Frank Miller and his infantile notions. Here on the Antarctic, even all his money could not buy him passage. Not with Admiral Huebner.
Huebner was vengeful. A filibuster. Olivia was going to get a rude awakening when the admiral gets here. Meanwhile, Ted Cooper schemed.
Olivia’s eyes met his. He shrugged.
“What do you think, Professor?” she asked.
Ted hadn’t listened to the last couple of words spoken so he shrugged again. But the journalist was a persistent bitch. Her eyes wouldn’t leave his.
“I think our objective now should be how to get them on our side,” Ted said.
“Get who on our side?” She frowned.
He gestured at the door. “The ones here, the soldiers, of course.”
The crew all murmured their agreement. Yeah, it was a good suggestion. Miller and Liam Murphy and Peter Williams, they all agreed. Olivia was still frowning. There was something in his eyes.
She wrote something in her notebook.
Ted got up and said he needed to get some air. Olivia wrote again. This time she wrote, Get some air? Where?
Beside that question was the previous one: Ted said we should get the ones here on our side.
She showed it to Peter Williams. At first he frowned too, not quite comprehending. Then his eyes brightened.
“Shit.”
Olivia nodded. “Exactly what I thought. Ted knows something. I bet he ruined the satellite back at the campsite during the storm—”
“I thought Miller did that to himself.”
“Me too.”
Olivia said more urgently, “Something big is about to happen here, Peter. And Ted is the instrument. We can’t trust him. He leaves at odd hours and comes back anytime he wants to. He moves freely, but the rest of us can’t—”
“I have seen too,” Nicolai said in her face. He looked ragged. Half his former self.
Olivia and Peter shared a look.
“What have you seen?” Olivia asked.
“All the soldiers are sick, they turn to zombie.” Nicolai grabbed Peter’s hand. “But we can leave before it spreads to us. We can leave, now!”

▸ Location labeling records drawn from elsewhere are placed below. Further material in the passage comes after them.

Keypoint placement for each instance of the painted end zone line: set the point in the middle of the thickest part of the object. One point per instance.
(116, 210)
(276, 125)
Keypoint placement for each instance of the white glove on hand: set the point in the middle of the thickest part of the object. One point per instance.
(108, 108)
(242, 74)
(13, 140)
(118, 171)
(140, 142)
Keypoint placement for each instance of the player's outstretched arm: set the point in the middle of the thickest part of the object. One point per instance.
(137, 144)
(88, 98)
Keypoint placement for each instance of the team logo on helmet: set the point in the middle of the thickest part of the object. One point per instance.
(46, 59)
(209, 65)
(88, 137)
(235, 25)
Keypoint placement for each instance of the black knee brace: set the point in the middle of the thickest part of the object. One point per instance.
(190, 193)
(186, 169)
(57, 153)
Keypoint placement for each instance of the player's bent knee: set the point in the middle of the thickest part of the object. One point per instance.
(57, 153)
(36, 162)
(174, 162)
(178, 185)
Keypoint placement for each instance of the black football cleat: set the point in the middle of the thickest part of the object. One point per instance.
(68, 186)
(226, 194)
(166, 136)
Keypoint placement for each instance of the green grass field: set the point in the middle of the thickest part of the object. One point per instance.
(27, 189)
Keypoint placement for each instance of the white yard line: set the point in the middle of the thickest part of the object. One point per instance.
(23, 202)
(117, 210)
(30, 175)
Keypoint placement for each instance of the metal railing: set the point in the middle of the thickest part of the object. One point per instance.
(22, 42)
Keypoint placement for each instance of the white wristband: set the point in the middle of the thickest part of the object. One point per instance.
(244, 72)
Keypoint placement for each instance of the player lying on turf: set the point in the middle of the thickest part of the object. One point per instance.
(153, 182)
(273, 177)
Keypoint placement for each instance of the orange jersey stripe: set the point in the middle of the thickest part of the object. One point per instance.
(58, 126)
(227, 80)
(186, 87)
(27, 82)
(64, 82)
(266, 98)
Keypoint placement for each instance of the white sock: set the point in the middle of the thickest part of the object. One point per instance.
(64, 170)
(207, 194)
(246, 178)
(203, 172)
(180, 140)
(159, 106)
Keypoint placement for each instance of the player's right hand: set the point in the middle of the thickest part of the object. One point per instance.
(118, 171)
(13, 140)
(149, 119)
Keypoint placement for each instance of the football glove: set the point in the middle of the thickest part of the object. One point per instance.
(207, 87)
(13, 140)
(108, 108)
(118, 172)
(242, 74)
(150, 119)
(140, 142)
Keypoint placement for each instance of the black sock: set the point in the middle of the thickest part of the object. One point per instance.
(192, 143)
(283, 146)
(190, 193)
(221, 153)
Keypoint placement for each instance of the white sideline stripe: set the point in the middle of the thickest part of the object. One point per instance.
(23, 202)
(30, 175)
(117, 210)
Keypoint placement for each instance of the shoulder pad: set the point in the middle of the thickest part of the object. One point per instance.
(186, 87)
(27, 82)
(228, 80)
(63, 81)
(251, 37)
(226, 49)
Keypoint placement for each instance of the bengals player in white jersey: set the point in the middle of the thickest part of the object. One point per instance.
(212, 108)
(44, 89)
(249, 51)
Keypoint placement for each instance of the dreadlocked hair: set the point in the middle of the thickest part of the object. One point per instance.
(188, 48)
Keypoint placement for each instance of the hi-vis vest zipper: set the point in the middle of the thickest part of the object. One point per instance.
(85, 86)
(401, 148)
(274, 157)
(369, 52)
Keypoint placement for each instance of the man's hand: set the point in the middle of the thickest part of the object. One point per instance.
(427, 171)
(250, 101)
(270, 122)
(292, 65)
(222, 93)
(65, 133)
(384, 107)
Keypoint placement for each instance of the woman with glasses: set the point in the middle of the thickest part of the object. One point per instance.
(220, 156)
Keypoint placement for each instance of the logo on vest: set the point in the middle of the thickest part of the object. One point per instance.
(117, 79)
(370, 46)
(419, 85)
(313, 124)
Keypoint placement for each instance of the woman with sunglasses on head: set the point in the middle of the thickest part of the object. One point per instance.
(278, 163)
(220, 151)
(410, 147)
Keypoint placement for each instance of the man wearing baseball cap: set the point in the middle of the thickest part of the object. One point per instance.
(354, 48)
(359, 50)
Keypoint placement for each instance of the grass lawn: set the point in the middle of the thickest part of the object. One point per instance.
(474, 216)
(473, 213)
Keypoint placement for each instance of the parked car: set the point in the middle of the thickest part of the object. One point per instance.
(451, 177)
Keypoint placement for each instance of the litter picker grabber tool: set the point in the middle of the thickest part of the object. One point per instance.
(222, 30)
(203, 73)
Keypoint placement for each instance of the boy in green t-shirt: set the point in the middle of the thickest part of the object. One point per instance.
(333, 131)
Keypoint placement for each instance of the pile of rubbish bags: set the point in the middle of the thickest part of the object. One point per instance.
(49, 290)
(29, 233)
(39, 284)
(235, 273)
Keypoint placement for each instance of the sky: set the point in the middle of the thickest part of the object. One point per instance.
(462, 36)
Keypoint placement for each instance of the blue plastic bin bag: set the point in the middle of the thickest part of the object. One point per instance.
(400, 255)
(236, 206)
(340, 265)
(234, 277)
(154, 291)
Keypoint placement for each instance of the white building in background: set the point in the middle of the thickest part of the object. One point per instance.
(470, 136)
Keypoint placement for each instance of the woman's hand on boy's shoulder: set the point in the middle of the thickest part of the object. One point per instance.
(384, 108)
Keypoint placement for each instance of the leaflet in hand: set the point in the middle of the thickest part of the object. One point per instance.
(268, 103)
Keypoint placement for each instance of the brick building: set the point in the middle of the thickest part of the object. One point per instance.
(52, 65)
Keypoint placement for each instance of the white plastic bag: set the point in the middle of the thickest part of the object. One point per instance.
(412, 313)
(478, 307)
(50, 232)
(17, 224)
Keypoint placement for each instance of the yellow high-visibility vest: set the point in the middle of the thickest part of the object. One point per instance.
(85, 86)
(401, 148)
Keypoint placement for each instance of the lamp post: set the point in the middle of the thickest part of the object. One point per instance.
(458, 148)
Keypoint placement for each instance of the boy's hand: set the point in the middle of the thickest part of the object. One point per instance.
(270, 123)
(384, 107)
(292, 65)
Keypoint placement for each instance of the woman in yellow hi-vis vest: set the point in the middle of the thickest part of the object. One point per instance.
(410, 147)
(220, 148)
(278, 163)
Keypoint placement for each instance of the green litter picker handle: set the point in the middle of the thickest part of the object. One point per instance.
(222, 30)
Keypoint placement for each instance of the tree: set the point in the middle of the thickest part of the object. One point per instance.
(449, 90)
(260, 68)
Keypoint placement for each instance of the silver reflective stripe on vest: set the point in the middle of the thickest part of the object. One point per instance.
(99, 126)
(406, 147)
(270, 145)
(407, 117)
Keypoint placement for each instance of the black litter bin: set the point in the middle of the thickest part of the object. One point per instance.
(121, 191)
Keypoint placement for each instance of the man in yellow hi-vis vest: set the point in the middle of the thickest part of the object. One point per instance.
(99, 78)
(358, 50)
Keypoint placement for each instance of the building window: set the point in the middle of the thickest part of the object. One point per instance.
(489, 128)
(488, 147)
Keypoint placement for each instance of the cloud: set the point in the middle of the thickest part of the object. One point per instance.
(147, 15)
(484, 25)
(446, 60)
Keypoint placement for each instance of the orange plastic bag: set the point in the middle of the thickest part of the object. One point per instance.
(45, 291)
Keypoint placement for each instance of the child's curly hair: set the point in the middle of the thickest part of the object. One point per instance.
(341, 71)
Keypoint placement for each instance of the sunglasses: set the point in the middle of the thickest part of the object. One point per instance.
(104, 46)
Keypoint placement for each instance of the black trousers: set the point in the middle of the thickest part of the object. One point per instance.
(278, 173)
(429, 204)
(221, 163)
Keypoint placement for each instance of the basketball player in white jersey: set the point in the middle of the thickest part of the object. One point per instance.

Spittle hung in the corners of the Russian's cracked lips. His eyes looked like they would fall out any minute. Olivia shivered.
“What do you have in mind?”
Nicolai swallowed some from his flask. That flask never dries, thought Olivia. He glanced back at the rest of the crew, walking about the room. Frank Miller was lying down on his bunk. Anabia Nassif had found a pen and paper and was scribbling furiously.
Nicolai looked at Olivia and Peter. “The U-boat,” he whispered. “That is how we get out.”
“Nicolai, that boat is unfinished.” Peter shook his head. “We don’t even know if it even works.”
The Russian gritted his teeth. “I know it can work, I have seen the mechanics. I can make it work!”
“Even if you could, Nicolai, we could never get to it.” Olivia touched the Russian. “The soldiers are going to make sure we don’t get near that boat. And now that they are sick, they could just shoot us all.”
Nicolai was not giving up. He grabbed Peter’s hand. “I know you can make Mr. Miller agree. If you tell him I can do it. Tell him, Peter.”
Peter looked at the prone Miller on the bed. He sighed.
Ted Cooper strolled in then.
Ten minutes before:
“Even you are coming down with it, Major. If I have any sense at all I should be out of here, kayaking in the Andes or something. I mean, I could get infected just talking with you.”